Repair, Reuse, Recycle, Renew

Good quality towels tend to come at a price, especially if you are looking at bath sheets. You want them to last a long time and quite often, the binding on the edging starts to fray long before the body of the towel begins to deteriorate. In this climate of making things last longer, what can you do when your towels start to fray?

I wasn’t ready to reuse, recycle or renew my towels so I was left with the option of repairing. Next time the towel came through the wash, it was taken to the studio so some remedial work could be undertaken.  The first thing was to choose some suitable fabric.

As you can imagine, when it comes to fabric, I have quite a bit to choose from.
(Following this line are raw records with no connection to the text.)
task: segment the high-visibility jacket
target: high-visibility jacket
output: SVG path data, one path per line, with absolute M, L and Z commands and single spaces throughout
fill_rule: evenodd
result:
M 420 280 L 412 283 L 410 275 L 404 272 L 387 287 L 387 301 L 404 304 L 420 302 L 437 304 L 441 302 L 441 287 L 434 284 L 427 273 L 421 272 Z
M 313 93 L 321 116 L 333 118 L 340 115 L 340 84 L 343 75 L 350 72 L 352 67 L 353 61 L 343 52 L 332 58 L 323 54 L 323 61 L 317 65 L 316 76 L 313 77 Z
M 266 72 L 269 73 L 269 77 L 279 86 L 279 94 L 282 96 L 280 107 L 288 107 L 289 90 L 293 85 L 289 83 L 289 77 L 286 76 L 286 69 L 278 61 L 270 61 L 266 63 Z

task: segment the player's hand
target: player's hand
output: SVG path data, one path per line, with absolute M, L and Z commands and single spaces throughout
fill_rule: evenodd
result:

I found a fabric that coordinated with my towel and created some binding, made in the same way as I do for my quilts. I used 2 1/2″ wide binding but next time, I would go for 3″. I’ll explain why.
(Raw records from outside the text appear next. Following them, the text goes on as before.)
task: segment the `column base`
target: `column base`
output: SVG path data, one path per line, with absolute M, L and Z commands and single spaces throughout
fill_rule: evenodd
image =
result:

You can see from the photos that the binding on the top of the towel was still in tact. The meant I was adding binding to an already bulky edge. If I had gone for a wider binding, I could have avoided stitching through this area. As it was, I broke two needles! I should have paid attention to my instincts and hand wound the machine through the most bulky parts which is what I did after replacing two needles. I sewed the binding to one side, folded over to the other side and then top stitched in place. This means that the binding is going to withstand a lot of use and washing for a number of years.

The end result was definitely worth the broken needles and definitely cheaper than buying new towels, in terms of both cost to my bank balance as well as to the environment. I love it when my quilting skills help me with my mending!  Do you have any other favourite mending tips?  If so, share them with us below.